Sung Kim and Ri Gun are expected to discuss the conditions for full-scale bilateral talks, including Bosworth's counterpart, Japan's Kyodo News said. It added the U.S. wants the North to be represented by First-Vice Foreign Minister Kang Sok-ju, who is known to oversee Pyongyang's nuclear and U.S. policies, not Kim Kye-gwan, its top delegate to the six-party forum.
The event in San Diego, organized by the Institute on Global Conflict and Cooperation, is intended to bring together academics as well as government officials of the two Koreas, the U.S., China, Russia and Japan -- all members of the six-way talks ending on the North Korean nuclear program.
Alexander A. Arvizu, then deputy assistant secretary for East Asian and Pacific Affairs, attended last year's NEACD session in Beijing along with Jung Tae-yang, vice director general of the American bureau of the North Korean Foreign Ministry.
Meanwhile, North Korea's No. 2 leader, Kim Yong-nam, met with a delegation from the World Council of Churches in Pyongyang on Oct. 19, state media said, as the Christians were on a religious and humanitarian trip to the North.

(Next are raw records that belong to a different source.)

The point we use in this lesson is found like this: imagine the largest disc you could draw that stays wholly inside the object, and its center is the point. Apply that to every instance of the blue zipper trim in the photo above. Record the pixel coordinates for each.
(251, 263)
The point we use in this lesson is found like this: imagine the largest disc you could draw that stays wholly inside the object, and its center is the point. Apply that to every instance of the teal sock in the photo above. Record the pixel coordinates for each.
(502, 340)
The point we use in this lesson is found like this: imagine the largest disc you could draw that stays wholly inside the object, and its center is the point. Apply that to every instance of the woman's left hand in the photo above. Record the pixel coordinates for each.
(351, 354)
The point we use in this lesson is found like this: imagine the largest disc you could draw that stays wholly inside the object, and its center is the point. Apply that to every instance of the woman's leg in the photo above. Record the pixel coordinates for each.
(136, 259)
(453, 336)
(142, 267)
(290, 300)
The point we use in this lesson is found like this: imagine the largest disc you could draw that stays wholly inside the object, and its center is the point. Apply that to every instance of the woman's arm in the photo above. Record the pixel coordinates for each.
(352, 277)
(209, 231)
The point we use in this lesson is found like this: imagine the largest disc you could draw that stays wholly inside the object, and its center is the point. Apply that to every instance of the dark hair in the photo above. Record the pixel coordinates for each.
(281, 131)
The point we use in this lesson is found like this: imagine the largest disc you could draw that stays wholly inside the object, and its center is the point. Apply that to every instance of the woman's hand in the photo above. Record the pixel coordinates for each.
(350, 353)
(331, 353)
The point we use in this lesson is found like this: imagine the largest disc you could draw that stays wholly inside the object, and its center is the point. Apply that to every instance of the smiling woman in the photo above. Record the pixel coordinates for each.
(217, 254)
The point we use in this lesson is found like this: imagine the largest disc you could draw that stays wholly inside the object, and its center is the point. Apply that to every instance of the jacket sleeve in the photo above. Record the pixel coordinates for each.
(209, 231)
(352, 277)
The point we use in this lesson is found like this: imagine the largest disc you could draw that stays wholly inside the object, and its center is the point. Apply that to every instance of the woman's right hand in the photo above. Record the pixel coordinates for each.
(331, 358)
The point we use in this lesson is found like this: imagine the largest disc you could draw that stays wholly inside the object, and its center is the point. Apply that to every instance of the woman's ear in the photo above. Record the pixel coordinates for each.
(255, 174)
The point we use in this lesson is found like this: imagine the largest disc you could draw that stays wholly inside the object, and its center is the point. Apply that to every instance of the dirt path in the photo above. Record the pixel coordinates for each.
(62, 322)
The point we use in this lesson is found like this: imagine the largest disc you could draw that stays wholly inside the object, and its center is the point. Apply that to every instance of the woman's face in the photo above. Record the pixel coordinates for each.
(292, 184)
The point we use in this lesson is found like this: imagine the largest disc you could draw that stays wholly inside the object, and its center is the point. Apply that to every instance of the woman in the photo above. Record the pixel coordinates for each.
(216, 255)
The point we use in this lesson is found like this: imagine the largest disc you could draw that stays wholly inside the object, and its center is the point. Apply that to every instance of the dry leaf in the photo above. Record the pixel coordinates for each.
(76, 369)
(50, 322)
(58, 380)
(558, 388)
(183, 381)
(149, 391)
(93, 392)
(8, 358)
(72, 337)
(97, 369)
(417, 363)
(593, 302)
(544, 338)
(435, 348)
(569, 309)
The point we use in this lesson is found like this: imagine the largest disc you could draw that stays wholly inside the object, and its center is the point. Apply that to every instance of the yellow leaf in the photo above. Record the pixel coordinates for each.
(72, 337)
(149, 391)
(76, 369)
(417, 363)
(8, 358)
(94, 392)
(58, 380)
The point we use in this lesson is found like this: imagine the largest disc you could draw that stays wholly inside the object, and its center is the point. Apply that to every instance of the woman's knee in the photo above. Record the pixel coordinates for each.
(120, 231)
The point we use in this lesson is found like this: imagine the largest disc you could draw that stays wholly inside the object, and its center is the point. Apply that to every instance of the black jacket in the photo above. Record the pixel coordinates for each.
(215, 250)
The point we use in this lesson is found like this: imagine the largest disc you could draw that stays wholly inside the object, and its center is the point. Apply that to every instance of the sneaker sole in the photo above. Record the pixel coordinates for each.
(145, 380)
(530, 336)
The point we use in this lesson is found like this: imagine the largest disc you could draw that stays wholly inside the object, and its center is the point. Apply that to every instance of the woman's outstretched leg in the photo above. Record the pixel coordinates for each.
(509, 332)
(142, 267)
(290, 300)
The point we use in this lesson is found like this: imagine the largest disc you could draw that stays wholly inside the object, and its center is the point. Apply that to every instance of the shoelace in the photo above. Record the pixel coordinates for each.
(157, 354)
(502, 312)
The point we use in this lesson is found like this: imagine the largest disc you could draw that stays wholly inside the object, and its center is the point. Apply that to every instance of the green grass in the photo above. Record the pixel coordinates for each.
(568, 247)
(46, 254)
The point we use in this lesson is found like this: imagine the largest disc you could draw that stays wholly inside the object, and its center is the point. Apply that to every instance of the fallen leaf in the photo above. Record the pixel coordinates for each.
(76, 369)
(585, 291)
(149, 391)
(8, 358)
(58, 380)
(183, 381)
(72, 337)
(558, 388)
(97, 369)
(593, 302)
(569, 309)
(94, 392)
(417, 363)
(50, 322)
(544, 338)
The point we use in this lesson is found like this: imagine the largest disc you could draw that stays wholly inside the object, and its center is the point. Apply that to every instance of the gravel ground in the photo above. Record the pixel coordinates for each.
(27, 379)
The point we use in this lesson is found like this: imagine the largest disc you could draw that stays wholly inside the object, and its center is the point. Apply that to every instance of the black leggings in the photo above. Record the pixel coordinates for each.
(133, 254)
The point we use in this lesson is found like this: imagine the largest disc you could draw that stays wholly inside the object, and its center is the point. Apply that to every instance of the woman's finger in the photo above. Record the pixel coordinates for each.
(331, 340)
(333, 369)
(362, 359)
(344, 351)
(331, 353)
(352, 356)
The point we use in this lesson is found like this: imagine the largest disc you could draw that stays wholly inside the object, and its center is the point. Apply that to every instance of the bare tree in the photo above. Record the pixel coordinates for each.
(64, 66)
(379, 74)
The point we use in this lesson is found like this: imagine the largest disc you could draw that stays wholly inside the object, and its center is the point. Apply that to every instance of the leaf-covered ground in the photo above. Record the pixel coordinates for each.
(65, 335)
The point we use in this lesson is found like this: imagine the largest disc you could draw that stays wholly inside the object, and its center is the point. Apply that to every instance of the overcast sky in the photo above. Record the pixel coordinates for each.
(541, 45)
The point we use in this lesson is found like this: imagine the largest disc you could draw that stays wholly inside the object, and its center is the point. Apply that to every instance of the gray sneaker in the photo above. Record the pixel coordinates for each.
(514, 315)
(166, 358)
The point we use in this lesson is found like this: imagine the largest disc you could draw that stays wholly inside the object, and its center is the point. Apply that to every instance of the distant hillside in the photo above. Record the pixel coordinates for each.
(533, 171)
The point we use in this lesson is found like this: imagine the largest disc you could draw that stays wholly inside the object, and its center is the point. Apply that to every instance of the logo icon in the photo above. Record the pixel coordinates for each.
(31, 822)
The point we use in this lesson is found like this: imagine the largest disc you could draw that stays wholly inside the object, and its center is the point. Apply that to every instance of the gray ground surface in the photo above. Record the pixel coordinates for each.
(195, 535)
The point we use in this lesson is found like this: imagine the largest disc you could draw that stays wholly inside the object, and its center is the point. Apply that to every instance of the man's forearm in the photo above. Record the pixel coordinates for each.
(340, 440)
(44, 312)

The delegation of the Geneva-based ecumenical organization, led by General Secretary Rev. Samuel Kobia, arrived in the North on Oct. 17 on a four-day trip to meet with government officials and support humanitarian work there.

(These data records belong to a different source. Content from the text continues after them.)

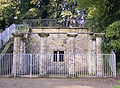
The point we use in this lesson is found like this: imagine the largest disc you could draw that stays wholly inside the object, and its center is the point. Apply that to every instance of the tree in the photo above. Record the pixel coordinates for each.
(104, 16)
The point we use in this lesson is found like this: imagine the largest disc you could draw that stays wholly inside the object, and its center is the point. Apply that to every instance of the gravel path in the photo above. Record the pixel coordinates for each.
(57, 83)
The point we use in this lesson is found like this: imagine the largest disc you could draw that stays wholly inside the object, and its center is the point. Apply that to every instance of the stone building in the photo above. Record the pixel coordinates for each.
(58, 50)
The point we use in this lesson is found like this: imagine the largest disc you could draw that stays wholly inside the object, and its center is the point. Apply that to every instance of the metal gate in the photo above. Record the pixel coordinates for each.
(76, 65)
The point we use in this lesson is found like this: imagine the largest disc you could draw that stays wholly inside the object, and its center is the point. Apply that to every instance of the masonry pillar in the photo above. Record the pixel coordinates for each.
(99, 55)
(18, 56)
(43, 52)
(71, 53)
(92, 56)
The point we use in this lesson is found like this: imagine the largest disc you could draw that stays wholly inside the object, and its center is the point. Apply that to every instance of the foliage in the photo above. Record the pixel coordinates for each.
(118, 86)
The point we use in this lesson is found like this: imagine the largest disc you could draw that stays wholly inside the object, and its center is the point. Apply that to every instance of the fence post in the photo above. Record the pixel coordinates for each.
(72, 37)
(99, 55)
(43, 52)
(30, 65)
(114, 73)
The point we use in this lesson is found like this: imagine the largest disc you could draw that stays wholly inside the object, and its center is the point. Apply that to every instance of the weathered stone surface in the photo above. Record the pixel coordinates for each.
(79, 51)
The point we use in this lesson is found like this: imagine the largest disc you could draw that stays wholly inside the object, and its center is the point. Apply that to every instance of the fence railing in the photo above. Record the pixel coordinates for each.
(62, 23)
(77, 65)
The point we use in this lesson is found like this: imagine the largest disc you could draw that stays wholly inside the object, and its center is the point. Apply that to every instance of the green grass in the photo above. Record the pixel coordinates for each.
(116, 86)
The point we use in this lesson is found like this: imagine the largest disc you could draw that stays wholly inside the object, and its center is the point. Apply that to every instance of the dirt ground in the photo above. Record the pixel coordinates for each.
(57, 83)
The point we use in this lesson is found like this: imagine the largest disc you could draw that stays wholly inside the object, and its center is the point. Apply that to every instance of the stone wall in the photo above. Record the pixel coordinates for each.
(78, 45)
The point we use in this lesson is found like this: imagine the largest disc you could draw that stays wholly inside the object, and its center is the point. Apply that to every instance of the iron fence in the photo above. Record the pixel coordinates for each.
(51, 23)
(77, 65)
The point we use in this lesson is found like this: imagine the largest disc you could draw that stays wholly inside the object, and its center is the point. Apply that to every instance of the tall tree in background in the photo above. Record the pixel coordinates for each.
(104, 16)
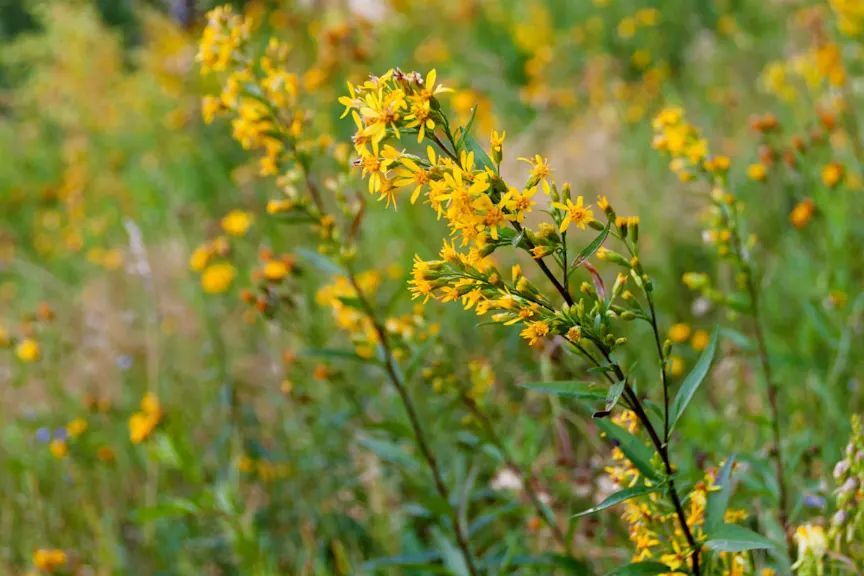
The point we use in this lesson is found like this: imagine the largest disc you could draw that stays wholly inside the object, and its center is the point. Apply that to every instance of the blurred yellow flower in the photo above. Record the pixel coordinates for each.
(832, 174)
(801, 214)
(217, 278)
(58, 448)
(199, 259)
(27, 350)
(237, 222)
(275, 270)
(76, 427)
(757, 172)
(49, 560)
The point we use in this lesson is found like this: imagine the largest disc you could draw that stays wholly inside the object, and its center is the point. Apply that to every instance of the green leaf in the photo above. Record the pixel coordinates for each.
(351, 302)
(589, 250)
(614, 394)
(480, 156)
(573, 389)
(321, 262)
(735, 538)
(621, 496)
(693, 380)
(467, 130)
(718, 500)
(639, 568)
(452, 556)
(389, 452)
(170, 509)
(338, 354)
(634, 449)
(418, 560)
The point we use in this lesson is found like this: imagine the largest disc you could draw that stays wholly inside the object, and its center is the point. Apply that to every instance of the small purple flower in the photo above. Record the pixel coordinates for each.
(124, 362)
(814, 501)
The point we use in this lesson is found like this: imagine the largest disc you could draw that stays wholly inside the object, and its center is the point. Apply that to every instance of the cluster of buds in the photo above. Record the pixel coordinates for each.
(848, 521)
(269, 280)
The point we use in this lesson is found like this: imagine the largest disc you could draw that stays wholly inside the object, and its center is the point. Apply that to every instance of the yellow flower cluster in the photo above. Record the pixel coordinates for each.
(49, 560)
(653, 525)
(143, 422)
(461, 183)
(260, 94)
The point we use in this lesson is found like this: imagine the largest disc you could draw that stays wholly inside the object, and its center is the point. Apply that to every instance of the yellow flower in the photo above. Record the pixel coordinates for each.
(199, 259)
(757, 172)
(541, 173)
(217, 278)
(237, 222)
(58, 448)
(801, 214)
(700, 340)
(832, 174)
(535, 332)
(48, 560)
(27, 350)
(576, 213)
(76, 427)
(679, 332)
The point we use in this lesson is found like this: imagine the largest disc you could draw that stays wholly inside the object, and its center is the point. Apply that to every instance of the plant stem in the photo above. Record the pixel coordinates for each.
(558, 286)
(526, 476)
(663, 376)
(396, 378)
(663, 450)
(773, 390)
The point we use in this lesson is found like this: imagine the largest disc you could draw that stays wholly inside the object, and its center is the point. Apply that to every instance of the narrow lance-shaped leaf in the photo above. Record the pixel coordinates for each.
(693, 380)
(589, 250)
(633, 448)
(573, 389)
(718, 500)
(640, 569)
(480, 156)
(735, 538)
(620, 496)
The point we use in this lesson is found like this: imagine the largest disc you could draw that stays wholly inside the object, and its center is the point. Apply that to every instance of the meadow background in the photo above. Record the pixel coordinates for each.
(152, 423)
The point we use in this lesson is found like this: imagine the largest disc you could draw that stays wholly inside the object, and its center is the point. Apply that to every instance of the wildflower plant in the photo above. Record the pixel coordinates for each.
(486, 215)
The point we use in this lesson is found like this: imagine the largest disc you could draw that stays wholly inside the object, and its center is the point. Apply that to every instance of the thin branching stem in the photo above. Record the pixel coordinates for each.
(525, 474)
(396, 379)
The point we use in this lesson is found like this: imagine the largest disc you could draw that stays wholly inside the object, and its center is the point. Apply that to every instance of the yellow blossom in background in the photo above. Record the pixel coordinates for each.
(217, 278)
(237, 222)
(679, 332)
(27, 350)
(58, 448)
(832, 174)
(802, 213)
(757, 172)
(275, 270)
(49, 560)
(76, 427)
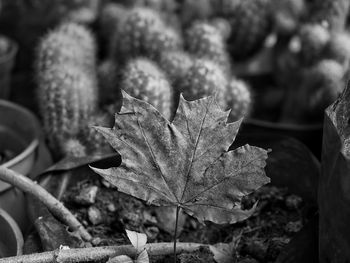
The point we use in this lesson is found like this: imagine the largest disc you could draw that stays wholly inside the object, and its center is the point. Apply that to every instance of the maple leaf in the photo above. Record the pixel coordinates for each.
(186, 162)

Kim, president of the Presidium of the Supreme People's Assembly, "met and had a talk" with the delegation at the Mansudae Assembly Hall in Pyongyang, the (North) Korean Central News Agency said, without elaborating what was discussed at the meeting.
North Korean church leaders are also expected to attend an international meeting the world council will host in Hong Kong with an aim to promote reunification of the Korean Peninsula. The North Koreans are expected to hold talks with South Korean participants on the sidelines of the three-day event that opened Oct. 21.
Last week, Franklin Graham, son of renowned evangelist Billy Graham, visited North Korea on a humanitarian mission. Graham, head of Samaritan's Purse, said he hopes to "help improve better relations" between North Korea and the U.S.